The State of the Onion 11[edit]

Taken from The State of the Onion 11 ("Programming is Hard. Let's Go Scripting").

  • Suppose you went back to Ada Lovelace and asked her the difference between a script and a program. She'd probably look at you funny, then say something like: Well, a script is what you give the actors, but a program is what you give the audience. That Ada was one sharp lady...
  • I started out as a BASIC programmer. Some people would say that I'm permanently damaged. Some people are undoubtedly right... But I'm not going to apologize for that. All language designers have their occasional idiosyncracies. I'm just better at it than most.
  • But you could do extreme programming. In fact, I had a college buddy I did pair programming with. We took a compiler writing class together and studied all that fancy stuff from the dragon book. Then of course the professor announced we would be implementing our own language, called PL/0. After thinking about it a while, we announced that we were going to do our project in BASIC. The professor looked at us like we were insane. Nobody else in the class was using BASIC. And you know what? Nobody else in the class finished their compiler either. We not only finished but added I/O extensions, and called it PL 0.5. That's rapid prototyping.
  • Is LISP a candidate for a scripting language? While you can certainly write things rapidly in it, I cannot in good conscience call LISP a scripting language. By policy, LISP has never really catered to mere mortals... And, of course, mere mortals have never really forgiven LISP for not catering to them.
  • As a linguist, I don't think of Ada as a big language. Now, English and Japanese, those are big languages. Ada is just a medium-sized language.

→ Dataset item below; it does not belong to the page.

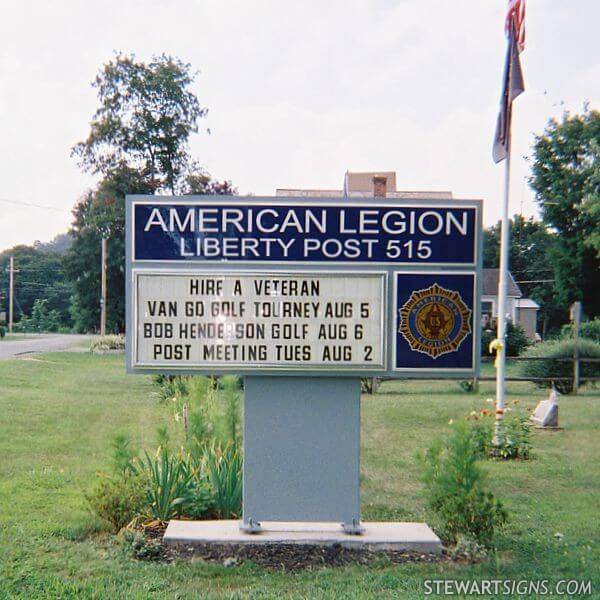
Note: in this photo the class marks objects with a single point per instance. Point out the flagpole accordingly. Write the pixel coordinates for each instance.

Larry Wall Speaks at Google (2008)[edit]

Video on YouTube.

  • The only reason I've managed to run this open source project, is that I have learned to delegate even the delegation to other people. (final words of the video).

IRC[edit]

Note: On IRC, Wall uses the nickname "TimToady" (the phonetic equivalent of TIMTOWTDI, which are the initials of the Perl Motto "There is More Than One Way to Do it").

<TimToady>  TimToady's Lament: The pain in reign falls mainly in the 'splain.

Freenode's #perl6 on 26 February, 2007. Source.

Other[edit]

  • [Boxed] Multiple bouncing balls in a box are a metaphor for community. Notice how the escaping balls explode. This is what happens to people who move from Perl to Ruby.
  • ...Then you start building things like the Berlin wall to keep people inside your community. In anthropological terms, that's tribalism. A tribal Perl programmer might say, "If you leave the Perl tribe to go and join the Python tribe, we will hunt you down, cook you, and eat you." Or if you join the Ruby tribe, you will explode. By and large, I am not in favor of tribalism. Except for my tribe, of course.
    • ibid.
  • The three chief virtues of a programmer are: Laziness, Impatience and Hubris.
    • From the glossary of the first Programming Perl book.
  • The problem with being consistent is that there are lots of ways to be consistent, and they're all inconsistent with each other.
  • There's really no way to fix this and still keep Perl pathologically eclectic.
    • Larry Wall, Tom Christiansen, and Jon Orwant, Programming Perl, third edition, section 3.10.